Telecom operators have strict requirements for their services, often referred to as “carrier-grade” requirements. This includes the vaunted “five 9s” of availability–a service that’s available 99.999% of the time (roughly 5.5 minutes of downtime a year). Recognizing that fault management wasn’t native to cloud computing applications, such as OpenStack, the Doctor project focuses on fault management and recovery, ensuring that applications come back to a fully redundant configuration faster than before.
Carrier-grade high availability support may be inbuilt or provided by a platform, but the key requirement is very fast detection and reaction time to minimize service impact. The Doctor project focuses on fault management and recovery, ensuring that applications come back to a fully redundant configuration quickly.
Doctor is a fault management and maintenance framework for high availability of network services on top of virtualized infrastructure. Doctor features immediate notification of a wide range of failure events from the NFV Infrastructure (NFVI), and supports orchestration for virtual network functions (VNFs) recovery. This is provided through immediate notification to the Virtualized Infrastructure Manager (VIM) when infrastructure is unavailable. As with all OPNFV projects (and in the spirit of NFV itself), Doctor is driven by multiple vendors and service providers. Doctor actively collaborates with the ETSI NFV ISG and upstream open source projects like OpenStack.
Without Doctor, the delay to notify the application manager in OpenStack was several minutes–a situation that could disconnect thousands of mobile subscribers. With doctor, network operators can perform such failure notification and recovery within one second. The live keynote demo from OpenStack Summit in Barcelona showed how well Doctor performs in failure detection and notification–keepin a call connected even after cut lines in the data center– and meeting the high availability requirements in for NFV.

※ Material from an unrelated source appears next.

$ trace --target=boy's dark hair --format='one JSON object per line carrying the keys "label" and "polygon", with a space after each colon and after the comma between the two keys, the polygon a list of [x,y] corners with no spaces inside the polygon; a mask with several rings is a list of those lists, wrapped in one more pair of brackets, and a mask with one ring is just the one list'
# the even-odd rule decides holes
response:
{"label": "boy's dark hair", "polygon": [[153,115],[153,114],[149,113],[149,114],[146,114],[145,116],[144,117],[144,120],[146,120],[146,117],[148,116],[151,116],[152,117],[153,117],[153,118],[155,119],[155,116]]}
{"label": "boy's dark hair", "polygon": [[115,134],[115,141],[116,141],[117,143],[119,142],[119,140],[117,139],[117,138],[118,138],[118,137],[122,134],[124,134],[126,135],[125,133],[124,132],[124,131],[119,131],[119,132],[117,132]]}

The Doctor team has now contributed failure event collection and immediate notification features in OpenStack Liberty, Mitake, and Newton. Anyone looking for immediate alarming can now leverage these contributions submitted and accepted in OpenStack. Doctor is also involved in collaboration planning with other existing OPNFV projects (e.g., the Software Fastpath Quality Metrics project–Barometer) aiming to build up an integrated platform for NFV. These activities will demonstrate further open collaboration across OPNFV and upstream projects.